Testing WSS accessibility in an agentless CASB-Only deployment would help Admins and support to gather more information about the session, WSS offers a way to do that using a dedicated URL (pod.threatpulse.com)  but it needs some configuration change on the environment, this article goes through the details on how do it.

The agentless deployment relies on the pre-defined domains shared by Cloudsoc, pod.threatpulse.com is not one of them, for this reason, the requests to an undefined domain get blocked since it is not part of the domain-of-interest list.

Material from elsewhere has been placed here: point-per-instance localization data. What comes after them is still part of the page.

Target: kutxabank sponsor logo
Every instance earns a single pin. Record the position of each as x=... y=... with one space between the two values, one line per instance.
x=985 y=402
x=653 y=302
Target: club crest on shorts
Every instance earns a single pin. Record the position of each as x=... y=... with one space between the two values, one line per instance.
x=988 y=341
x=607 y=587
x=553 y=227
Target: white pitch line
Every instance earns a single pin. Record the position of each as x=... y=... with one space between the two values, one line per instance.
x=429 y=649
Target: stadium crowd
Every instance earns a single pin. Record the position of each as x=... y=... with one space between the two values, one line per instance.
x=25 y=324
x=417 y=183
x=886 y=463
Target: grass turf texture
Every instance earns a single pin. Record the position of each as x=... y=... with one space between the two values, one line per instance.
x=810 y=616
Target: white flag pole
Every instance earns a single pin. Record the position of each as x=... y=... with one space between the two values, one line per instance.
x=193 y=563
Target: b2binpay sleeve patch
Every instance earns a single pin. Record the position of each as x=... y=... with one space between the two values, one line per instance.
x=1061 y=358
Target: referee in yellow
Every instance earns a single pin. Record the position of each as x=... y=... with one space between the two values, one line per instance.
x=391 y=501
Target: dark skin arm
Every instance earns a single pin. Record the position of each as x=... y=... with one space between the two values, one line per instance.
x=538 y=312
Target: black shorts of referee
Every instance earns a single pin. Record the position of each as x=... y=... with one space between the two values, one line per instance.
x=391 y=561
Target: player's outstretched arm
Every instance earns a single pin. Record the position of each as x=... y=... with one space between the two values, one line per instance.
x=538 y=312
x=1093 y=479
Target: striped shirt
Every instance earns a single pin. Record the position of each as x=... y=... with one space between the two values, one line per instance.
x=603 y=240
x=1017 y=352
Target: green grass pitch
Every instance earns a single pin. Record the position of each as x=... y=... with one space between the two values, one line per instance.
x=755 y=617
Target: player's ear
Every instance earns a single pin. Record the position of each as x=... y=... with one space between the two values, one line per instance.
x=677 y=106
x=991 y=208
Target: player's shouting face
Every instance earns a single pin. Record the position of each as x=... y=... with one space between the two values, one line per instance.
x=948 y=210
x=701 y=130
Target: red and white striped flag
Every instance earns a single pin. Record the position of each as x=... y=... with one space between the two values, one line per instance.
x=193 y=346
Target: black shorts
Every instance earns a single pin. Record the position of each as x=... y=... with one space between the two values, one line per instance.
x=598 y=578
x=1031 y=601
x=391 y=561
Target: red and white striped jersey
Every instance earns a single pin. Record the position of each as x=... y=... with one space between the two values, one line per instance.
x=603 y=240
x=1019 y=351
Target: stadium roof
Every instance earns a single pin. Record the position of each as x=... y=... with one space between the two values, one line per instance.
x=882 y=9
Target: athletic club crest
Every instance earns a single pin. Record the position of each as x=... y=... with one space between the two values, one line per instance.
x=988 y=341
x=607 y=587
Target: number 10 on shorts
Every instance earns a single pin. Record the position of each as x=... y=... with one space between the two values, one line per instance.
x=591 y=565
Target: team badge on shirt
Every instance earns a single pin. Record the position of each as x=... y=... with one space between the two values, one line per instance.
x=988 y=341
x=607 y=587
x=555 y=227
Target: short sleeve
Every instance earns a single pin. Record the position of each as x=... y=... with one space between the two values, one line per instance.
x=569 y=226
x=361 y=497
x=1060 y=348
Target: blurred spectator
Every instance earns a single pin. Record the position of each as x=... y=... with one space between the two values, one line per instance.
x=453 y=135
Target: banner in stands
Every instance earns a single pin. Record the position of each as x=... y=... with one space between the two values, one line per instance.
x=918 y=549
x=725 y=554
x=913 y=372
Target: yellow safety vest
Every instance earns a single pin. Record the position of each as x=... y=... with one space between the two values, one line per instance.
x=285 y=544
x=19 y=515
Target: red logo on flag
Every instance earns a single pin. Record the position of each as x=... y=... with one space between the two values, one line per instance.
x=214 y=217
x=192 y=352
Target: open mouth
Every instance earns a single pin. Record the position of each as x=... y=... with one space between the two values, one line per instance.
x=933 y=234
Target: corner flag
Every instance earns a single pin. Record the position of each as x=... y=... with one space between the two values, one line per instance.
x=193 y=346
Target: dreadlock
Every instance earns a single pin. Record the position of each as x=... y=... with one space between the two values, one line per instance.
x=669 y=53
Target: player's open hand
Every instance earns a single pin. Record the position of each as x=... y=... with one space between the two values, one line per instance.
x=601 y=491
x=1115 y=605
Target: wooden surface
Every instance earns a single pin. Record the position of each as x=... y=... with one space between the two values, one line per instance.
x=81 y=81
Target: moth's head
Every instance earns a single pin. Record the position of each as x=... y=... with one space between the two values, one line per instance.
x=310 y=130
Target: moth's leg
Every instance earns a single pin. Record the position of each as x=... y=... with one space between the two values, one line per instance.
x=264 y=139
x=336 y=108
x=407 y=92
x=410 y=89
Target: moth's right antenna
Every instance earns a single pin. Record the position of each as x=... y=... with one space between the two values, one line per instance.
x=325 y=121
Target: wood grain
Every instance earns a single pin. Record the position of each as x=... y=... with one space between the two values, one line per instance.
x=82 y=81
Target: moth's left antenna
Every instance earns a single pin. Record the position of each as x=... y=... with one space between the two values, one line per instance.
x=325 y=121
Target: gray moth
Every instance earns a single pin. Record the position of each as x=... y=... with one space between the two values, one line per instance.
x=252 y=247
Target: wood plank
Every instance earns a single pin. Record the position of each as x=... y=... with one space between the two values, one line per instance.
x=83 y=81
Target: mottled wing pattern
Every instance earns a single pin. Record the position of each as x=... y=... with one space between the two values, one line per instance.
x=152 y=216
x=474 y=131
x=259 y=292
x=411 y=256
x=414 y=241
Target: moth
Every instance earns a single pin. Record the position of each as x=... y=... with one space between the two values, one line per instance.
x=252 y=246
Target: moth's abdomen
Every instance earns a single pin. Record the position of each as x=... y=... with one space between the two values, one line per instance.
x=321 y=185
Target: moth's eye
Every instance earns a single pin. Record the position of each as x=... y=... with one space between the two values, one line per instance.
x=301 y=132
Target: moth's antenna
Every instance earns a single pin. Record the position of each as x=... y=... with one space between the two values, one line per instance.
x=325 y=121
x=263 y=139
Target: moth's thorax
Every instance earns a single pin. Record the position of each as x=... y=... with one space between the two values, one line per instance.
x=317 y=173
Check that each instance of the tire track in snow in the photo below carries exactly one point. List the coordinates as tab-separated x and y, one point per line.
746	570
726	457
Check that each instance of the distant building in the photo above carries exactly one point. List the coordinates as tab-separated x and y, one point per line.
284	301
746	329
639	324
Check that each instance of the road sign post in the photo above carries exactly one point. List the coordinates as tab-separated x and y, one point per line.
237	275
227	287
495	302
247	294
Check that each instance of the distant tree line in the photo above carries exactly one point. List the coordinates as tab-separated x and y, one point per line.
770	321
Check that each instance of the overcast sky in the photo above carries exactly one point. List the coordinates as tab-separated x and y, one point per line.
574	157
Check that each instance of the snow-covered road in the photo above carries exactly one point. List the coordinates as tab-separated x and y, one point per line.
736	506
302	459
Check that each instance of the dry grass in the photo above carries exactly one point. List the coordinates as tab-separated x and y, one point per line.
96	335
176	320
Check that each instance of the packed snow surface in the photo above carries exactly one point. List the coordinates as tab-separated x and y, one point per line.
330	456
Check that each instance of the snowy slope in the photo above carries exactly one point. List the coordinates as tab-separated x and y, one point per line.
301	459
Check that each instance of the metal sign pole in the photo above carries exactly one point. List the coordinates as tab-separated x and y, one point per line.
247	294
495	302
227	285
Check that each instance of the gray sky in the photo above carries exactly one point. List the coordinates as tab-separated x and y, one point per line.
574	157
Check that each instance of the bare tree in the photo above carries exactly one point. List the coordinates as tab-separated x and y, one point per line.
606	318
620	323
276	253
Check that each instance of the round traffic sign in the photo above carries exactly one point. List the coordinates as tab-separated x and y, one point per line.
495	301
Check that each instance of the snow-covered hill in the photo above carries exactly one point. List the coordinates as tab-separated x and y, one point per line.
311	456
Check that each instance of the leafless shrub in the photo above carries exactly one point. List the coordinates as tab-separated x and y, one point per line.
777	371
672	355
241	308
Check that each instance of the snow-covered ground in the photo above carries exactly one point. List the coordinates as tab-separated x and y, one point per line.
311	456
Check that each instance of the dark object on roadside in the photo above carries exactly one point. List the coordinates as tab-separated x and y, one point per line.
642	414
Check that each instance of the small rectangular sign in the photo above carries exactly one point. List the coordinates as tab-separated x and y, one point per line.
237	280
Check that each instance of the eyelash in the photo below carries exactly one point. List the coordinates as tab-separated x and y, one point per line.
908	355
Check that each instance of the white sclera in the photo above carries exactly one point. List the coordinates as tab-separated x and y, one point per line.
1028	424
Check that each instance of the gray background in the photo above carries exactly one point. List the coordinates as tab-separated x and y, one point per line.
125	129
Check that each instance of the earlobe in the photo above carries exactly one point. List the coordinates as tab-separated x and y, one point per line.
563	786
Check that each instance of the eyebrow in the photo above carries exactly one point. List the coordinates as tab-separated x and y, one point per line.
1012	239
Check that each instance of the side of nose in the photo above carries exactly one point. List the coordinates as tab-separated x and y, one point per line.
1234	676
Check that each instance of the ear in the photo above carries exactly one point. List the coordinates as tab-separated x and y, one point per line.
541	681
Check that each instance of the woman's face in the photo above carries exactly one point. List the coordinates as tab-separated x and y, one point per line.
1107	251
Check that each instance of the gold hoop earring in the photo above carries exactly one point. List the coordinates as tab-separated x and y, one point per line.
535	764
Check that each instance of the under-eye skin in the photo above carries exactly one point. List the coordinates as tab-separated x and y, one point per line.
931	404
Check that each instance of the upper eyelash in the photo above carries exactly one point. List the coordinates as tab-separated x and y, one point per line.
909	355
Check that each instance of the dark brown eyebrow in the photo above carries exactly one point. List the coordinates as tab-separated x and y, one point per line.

• WSS CASB-Only tenants (lite)
• Proxy chaining deployment (agentless)
• Endpoints does not have an agent installed

1- Add the WSS testing url's to the proxy forwarding lists

The general guidance on how to configure the proxy chaining for WSS CASB-Only is listed (here)

Add "pod.threatpulse.com" to the domains of interest in the forwarding condition - custom condition name in the KB article is: "CloudSOC_Forward_List" - 

2- Define a new custom gatelet with the WSS testing url's

Log in to Cloudsoc admin console

Define a new custom gatelet (Store > Gatelets > Custom Apps > click on "Create Custom Apps")

Give the custom gatelet any name

Add "pod.threatpulse.com" as a domain for the newly created custom gatelet

Click "Save and Activate"

Allow 5-10 minutes for the auto-sync between Cloudsoc and WSS to take place

3- Test the result on an endpoint

on an agentless endpoint, browse to https://pod.threatpulse.com or http://threatpulse.com 

the expected result is to get a response from WSS saying that "You are Protected!" with the details of the connection (Pod, IP's ..etc)

This solution assumes that the custom gatelet license is purchased and valid.